Ergonomics. Our bed is a lot like the workplace, only more important. It all starts with the mattress. If you're going to invest money anywhere in bedding, make it the mattress. Ride a moped to work if you must, but buy yourself the most comfortable cloud you can sleep on. Then cover said mattress with a down comforter. Some people think it's foolish to spend that much money on a blanket, but they are not connoisseurs. Trust me: once you go down, you'll never come back.

Air Holes. I recommend an airtight sleeping environment. The trick is to tuck the comforter under both of your flanks, then under your feet, and finally under your chin. It's kind of like wrapping a burrito. If you tuck yourself in properly, you can avoid chill pockets throughout the night. Of course, you'll have to rewrap your burrito self any time nature calls in the middle of the night. Avoid large glasses of anything before bedtime.

Darkness. I need it to be pitch black when I sleep. Not just dark as in the door is closed and the shades are drawn, but dark like a black hole. Or a hotel room in Vegas. I want to see the sun blotted out from the sky. When my perfect darkness is disturbed by a ray of light or a street lamp, I get grumpy and curse Thomas Edison. At least Edison didn't invent the alarm clock; that was definitely the work of Satan.

Silence. Just as Oreos need milk, so does darkness need silence. I prefer the deafening brand of silence that you find sitting at the bottom of a pool or in a board meeting right after someone belches the words "excuse me." I keep earplugs on my nightstand in case the neighbor's poodle begins to fight with its shadow. So it goes.

Rotation. I'm not a sleepwalker, but I am a rotisserie sleeper. I fall asleep on my back, sure enough, but throughout the night I perpetually rotate positions. I spend a couple of hours on my back, a couple on my side, a few on my stomach... I believe that I am pushing my wife's Neurosis Threshold. By the end of the night, she is ready to shove an apple in my mouth and roast me over an open flame. I also laugh aloud in my sleep and occasionally perform standup comedy, which further disrupts my better half. Speaking from experience, keep still if you want to preserve your relationship.

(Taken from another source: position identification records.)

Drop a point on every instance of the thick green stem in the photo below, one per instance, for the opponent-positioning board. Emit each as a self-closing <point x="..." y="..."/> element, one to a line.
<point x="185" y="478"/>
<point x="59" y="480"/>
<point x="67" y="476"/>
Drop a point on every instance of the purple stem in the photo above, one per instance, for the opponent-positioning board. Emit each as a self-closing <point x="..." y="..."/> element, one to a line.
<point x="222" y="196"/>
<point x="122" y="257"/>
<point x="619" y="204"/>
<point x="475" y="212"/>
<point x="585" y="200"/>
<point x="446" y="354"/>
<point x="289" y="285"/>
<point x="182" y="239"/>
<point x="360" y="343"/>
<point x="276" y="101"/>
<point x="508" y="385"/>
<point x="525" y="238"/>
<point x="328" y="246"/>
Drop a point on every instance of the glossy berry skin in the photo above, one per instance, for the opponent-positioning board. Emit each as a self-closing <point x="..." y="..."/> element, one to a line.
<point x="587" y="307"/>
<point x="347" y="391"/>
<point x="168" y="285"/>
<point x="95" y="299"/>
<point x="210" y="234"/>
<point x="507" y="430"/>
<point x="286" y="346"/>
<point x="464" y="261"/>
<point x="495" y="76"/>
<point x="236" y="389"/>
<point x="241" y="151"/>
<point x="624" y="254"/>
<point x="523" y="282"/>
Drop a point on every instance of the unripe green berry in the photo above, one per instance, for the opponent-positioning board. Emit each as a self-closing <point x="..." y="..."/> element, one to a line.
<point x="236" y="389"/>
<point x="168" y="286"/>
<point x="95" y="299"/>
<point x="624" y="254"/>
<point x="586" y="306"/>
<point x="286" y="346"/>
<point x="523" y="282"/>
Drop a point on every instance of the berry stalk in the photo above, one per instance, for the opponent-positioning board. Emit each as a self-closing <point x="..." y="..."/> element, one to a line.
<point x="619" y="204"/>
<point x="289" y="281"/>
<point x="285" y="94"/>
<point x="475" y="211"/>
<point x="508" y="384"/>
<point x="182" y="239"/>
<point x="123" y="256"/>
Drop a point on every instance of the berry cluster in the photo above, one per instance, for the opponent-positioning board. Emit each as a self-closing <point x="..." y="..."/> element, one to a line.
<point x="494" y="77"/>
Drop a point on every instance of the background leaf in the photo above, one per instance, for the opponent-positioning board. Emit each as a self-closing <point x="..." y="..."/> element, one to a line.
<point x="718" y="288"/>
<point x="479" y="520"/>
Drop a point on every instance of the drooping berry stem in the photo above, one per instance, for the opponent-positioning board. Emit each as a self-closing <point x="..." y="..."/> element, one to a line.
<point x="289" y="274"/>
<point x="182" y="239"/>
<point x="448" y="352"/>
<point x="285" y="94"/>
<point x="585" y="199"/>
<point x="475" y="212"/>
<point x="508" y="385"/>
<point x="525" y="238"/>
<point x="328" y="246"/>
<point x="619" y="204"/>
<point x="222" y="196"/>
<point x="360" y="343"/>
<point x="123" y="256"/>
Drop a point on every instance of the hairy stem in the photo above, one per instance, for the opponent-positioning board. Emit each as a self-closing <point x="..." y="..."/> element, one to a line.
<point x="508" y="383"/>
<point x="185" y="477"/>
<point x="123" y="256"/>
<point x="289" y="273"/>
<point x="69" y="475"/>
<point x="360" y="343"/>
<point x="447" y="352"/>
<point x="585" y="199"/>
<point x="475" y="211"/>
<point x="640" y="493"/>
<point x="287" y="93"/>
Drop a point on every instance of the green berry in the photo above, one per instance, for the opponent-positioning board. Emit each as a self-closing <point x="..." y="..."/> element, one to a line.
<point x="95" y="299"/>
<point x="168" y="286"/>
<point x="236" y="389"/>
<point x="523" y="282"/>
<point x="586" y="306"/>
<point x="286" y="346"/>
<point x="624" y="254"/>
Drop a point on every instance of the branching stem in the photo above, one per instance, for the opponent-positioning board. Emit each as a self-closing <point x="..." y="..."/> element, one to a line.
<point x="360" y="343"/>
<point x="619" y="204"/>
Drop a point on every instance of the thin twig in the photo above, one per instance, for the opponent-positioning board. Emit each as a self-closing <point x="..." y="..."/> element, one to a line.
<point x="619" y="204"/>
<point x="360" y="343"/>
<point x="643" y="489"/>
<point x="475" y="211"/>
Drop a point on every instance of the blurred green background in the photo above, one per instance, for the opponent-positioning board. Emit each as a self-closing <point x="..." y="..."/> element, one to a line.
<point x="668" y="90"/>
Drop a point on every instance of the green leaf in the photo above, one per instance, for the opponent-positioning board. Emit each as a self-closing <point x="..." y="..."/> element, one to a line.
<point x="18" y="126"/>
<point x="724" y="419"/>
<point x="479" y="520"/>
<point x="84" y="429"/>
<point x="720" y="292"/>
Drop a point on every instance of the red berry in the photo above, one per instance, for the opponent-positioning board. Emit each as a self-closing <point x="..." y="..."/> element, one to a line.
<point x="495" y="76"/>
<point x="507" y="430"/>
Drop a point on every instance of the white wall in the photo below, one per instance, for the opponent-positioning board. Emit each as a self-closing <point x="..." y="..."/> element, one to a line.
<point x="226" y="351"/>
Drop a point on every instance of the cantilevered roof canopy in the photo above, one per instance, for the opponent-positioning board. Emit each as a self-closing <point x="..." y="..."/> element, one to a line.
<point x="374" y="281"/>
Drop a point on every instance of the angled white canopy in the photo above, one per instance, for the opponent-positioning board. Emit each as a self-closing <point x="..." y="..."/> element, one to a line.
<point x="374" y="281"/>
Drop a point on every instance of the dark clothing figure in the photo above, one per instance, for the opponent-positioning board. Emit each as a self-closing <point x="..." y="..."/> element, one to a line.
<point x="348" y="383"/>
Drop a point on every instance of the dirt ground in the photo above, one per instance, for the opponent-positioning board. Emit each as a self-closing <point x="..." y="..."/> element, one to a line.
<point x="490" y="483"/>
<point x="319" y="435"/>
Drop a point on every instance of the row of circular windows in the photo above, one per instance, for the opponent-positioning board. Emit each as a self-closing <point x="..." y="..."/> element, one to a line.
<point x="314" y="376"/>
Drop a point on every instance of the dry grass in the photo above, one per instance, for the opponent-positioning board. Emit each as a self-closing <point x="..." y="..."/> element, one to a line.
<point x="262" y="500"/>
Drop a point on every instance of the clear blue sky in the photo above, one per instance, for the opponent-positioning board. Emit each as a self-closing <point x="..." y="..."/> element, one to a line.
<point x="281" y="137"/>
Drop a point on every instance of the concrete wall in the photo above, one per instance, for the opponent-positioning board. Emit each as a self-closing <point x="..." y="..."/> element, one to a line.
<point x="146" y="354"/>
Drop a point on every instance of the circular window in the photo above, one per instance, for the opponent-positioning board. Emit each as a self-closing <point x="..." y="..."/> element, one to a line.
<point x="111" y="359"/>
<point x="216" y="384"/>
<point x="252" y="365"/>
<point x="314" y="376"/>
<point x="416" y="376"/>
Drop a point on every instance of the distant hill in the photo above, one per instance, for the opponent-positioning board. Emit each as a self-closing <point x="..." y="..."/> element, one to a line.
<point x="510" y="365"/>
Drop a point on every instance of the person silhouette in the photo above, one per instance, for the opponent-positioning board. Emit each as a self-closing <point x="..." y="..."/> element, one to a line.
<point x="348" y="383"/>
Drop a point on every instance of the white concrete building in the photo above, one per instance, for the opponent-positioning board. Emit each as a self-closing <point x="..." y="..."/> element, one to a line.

Conclusions. I understand that it is the first sign of depression to prefer the sleeping state to the waking state, but still I wonder why we don't schedule more slumber into our lives. There is so much to life that you just can't see with your eyes open. During sleep, you visit distant countries, tell your boss to get a life, go back to kindergarten, and reason with your neighbor's dog-all in a single night. Indeed, only sleep is perfect.

If we are deprived of sleep long enough, we begin to display the symptoms of schizophrenia. Telling argument, isn't it? I propose that on a lesser scale, everyone is a little "mad" right now because they didn't get enough to dream last night. It could be that we are only hostile toward one another because we fail to embrace the simple truth that there is very little in life that cannot be resolved by 10 hours of sleep and a bowel movement.